23 May 2018 | Interviews | By Dr Saurabh Mittal, Ophthalmologist
Dry eye disease is a common condition that causes ocular discomfort and reduces visual acuity. Dr Saurabh Mittal, Ophthalmologist, Thind Hospital, Jalandhar talks about M22 OPT technology and its benefits in treating a dry eye condition
The two categories of dry eye disease are evaporative dry eye and aqueous-deficient dry eye. Both conditions can involve pathology of the meibomian glands, lacrimal glands, lids, tear film, and surface cells Evaporative dry eye accounts for 80% of dry eye cases. Meibomian gland dysfunction (MGD) is the leading cause of evaporative dry eye and contributes to aqueous-deficient dry eye.

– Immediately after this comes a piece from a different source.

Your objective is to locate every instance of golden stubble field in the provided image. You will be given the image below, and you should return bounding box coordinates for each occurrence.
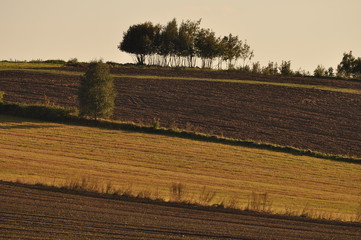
[0,115,361,220]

Meibomian glands are modified sebaceous glands located along the upper and lower eyelid margins. Twenty to Fourty glands are located along each lid and secrete meibum, the lipid component of tears. MGD is defined by the International Workshop on Meibomian Gland Dysfunction as a chronic, diffuse abnormality of the meibomian glands, commonly characterized by terminal duct obstruction and/or qualitative/quantitative changes in the glandular secretion." Patients may experience symptoms of eye irritation and clinically observable ocular surface disease and inflammation due to alteration of the tear film. The goal of MGD therapy is to provide long-term improvement of symptoms for patients by improving the quality of meibum, increasing meibum flow, improving tear film stability, and decreasing inflammation. Commonly used therapies include preservative-free drops, omega-3 fatty acid supplementation, topical cyclosporine serum tears, topical azithromycin, oral doxycycline, moisture chambers, intraductal probing, lid margin exfoliation, automated thermal pulsation, warm compresses, and others. Despite the variety of treatment options available, patients often do not experience complete or long-term relief of symptoms.
The experience with IPL over the last 6 months period in 110 patients suggest s that it is safe and effective treatment for MGD related dry eye even in Asian Indian population. It is found to be effective in 60-70% patients and shows improvement in symptom score and disease characteristics in 60 % of cases 2-3 weeks following the first treatment.
Intense pulsed light (IPL) devices have long been used in the field of dermatology to treat acne rosacea, acne vulgaris, hyperpigmentation, essential telangiectasias, unwanted hair, and photodamaged skin. IPL is a high- intensity light source consisting of visible light in the wavelength range of 515 to 1200 nm. The light is both polychromatic and incoherent. Lumenis M22 with OPT™ is an excellent advanced IPL technology for treating eyelid inflammation. M22™ combines unique optimal pulse technology (OPT™) to treat dry and itchy eyes. OPT™ is selectively absorbed in the haemoglobin of abnormal blood vessels, and destroys them by thrombosis. A major source of inflammation threatening the eyelids is then removed.
Most patients with dry eye undergoing M22 OPT receive this treatment as a last resort after trying several other therapies. They often have severe MGD and few to no expressible glands. It is postulated that oxyhemoglobin in blood vessels located on the surface of the skin absorbs light emitted from the flash Lamp. The absorption generates heat that coagulates the red blood cells, leading to thrombosis of the blood vessels. Given the proposed mechanism of IPL, patients with ocular rosacea and associated lid margin telangiectasias would be the best candidates for treatment. Treatments are spaced 4 to 6 weeks apart, and patients typically receive 1 to 4 treatments with no established limit on the number of treatments.
M22 OPT is the right choice for patients. It treats the root cause of the problem, provides immediate relief, safe and comfortable, fast ‘lunch time’ treatment and improves the skin appearance too.